Te ahogas en un vaso de agua…

 

Qué buena frase para primera hora de la mañana. Miraba a su marido, con el comentario recién dicho, cómo revoloteaba alrededor de la maleta, mientras la preparaban para un viaje de trabajo.

 

Azucena se estaba ahogando, sin respirar, a punto de dejarse ir, de morirse… ¿Qué más da que él la viera chapoteando en un vaso o en el inmenso mar? ¿Cambia algo para ella? Sí claro, claro que cambia; eres más lila si te ahogas en un vaso porque lo haces en muy poca agua, por muy poca cosa, casi porque te da la gana. Muy bonito.

 

Azucena volvió a su preocupación. Tenía enormes ganas de no ir a trabajar por no enfrentarse al motivo de su angustia. Ahí estaba, apuntado en su agenda, el encuentro con su compañera de proyecto, con tintes de reunión estratégica, y sólo deseaba que le doliera algo para no acudir. Pero Azucena tenía el cuerpo como un reloj y, para su colega, la cabeza llena de reproches con barba y bastón de antiguos que eran.

 

-Dios mío un proyectazo juntas y no se llevaban bien ni cinco minutos seguidos. Su tándem no les llevaría a ninguna parte, y mucho menos lejos- pensaba.

 

Volvió un instante a la realidad y cogió papel y boli para escribir unas letras de amor a su marido: pintar un corazón, un te quiero, y meter el papelito dentro de un calcetín de la maleta, (hacía esto de vez en cuando para que fuera una sorpresa agradable cuando estaba de viaje).

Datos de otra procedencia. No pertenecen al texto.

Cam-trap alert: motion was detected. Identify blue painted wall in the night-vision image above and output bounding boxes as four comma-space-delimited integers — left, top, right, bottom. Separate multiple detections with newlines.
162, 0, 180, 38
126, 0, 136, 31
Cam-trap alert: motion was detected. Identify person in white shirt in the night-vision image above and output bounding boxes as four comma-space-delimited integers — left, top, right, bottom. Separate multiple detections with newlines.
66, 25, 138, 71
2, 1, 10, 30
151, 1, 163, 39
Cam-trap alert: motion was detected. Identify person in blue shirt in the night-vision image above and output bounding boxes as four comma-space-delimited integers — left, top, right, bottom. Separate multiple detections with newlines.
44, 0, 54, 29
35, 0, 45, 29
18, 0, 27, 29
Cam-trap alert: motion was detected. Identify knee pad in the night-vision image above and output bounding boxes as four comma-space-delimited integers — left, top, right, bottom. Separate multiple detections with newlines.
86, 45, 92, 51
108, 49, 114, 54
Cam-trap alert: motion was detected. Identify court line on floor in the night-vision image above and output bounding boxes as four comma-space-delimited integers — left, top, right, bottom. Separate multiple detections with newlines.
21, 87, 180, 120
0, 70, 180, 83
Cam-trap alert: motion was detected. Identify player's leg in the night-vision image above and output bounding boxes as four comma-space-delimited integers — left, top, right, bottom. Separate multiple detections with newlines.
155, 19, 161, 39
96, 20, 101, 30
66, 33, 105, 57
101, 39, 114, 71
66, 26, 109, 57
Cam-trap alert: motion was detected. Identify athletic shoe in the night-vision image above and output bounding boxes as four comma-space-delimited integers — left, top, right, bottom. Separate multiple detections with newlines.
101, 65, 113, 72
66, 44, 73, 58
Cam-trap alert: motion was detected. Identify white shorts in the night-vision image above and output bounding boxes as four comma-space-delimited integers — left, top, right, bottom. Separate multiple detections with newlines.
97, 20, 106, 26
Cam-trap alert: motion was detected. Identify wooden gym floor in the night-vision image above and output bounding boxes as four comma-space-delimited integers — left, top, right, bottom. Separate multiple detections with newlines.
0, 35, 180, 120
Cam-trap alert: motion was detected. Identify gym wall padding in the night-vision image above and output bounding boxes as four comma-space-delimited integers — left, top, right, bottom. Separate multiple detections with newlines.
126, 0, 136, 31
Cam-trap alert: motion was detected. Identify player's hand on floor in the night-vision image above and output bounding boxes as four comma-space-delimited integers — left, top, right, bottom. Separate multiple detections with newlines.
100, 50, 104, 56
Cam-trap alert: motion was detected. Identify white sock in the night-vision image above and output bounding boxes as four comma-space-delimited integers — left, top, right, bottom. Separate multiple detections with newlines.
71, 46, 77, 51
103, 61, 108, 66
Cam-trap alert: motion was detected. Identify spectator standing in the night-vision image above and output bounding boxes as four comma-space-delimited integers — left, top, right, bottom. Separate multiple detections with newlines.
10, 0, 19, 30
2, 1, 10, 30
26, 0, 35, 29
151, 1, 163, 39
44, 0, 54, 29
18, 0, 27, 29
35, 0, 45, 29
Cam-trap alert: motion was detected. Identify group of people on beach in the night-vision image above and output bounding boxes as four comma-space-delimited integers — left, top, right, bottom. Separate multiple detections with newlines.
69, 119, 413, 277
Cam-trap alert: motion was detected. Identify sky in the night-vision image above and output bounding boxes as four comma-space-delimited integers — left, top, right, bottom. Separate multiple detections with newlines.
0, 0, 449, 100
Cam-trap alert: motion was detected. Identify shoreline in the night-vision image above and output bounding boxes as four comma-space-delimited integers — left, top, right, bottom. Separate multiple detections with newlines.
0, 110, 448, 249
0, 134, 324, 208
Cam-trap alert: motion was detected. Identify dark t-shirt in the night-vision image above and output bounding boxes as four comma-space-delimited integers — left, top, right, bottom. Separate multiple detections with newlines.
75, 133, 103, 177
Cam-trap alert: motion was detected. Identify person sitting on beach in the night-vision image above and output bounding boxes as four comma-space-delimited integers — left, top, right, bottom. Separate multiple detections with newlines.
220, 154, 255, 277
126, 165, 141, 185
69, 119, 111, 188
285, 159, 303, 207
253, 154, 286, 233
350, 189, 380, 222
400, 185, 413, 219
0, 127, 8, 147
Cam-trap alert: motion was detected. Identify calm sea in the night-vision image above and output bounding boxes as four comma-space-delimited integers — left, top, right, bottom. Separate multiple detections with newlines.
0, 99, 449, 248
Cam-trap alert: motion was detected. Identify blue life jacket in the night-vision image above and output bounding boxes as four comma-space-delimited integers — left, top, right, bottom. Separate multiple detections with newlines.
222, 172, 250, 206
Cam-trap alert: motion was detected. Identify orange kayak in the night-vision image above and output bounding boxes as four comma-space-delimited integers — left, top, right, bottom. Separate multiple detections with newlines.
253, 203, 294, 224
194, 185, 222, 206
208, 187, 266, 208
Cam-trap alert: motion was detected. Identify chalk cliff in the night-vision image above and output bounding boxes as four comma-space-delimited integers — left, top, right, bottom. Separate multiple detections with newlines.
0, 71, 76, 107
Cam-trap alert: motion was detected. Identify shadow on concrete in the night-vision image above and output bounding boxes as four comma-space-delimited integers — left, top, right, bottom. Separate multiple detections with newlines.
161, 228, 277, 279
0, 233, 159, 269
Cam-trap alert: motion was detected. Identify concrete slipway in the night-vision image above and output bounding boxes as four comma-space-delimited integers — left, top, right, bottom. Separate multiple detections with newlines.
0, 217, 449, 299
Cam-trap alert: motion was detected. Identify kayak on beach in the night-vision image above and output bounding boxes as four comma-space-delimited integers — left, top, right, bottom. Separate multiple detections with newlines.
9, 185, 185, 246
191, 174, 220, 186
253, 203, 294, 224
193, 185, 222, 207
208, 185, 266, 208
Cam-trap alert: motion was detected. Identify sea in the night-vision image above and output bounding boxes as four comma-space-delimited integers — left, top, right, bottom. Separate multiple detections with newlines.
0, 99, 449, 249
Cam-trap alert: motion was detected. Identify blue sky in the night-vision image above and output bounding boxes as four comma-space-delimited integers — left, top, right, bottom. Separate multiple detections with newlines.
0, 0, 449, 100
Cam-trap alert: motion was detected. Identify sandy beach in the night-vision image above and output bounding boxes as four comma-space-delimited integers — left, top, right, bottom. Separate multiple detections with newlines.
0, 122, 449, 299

Pero en lugar de eso, decidió chinchar al "clarividente" y utilizar el papel mejor para escribir a su compañera de proyecto: lo que admiraba en ella y lo que le hacía daño; lo importante que era el proyecto para Azucena; cómo le gustaría que fuera la relación entre ellas; cómo desearía que estuvieran repartidas las tareas; qué estaba dispuesta a hacer por cuidar la paz y que ambas trabajaran en confianza; lo que le resultaba más difícil; dónde necesitaría ayuda… Y así, alguna cosa más.

 

Estaba en estas cuando su marido le pidió que le ayudara a meter un traje en la maleta, (él no doblaba muy bien y el tamaño de la maleta era de risa, de “cabina”). Azucena le dijo:

 

-          ¿Sabes lo que te digo? Que meter tu traje en esta maleta tan pequeña es como meter el inmenso mar en un vaso de agua – y guiñándole un ojo,  dobló el mar como pudo y la cerró.

 

Pensó que su marido, en este viaje, no iba a encontrar mensajes en el calcetín. Así sabría que los vasos de agua tienen más importancia de lo que parece.

 

Y ella, con su papel lleno de sí misma, saltó desde su vaso al aire y empezó a respirar.

 

Adoración Romero – 14 de Octubre de 2014.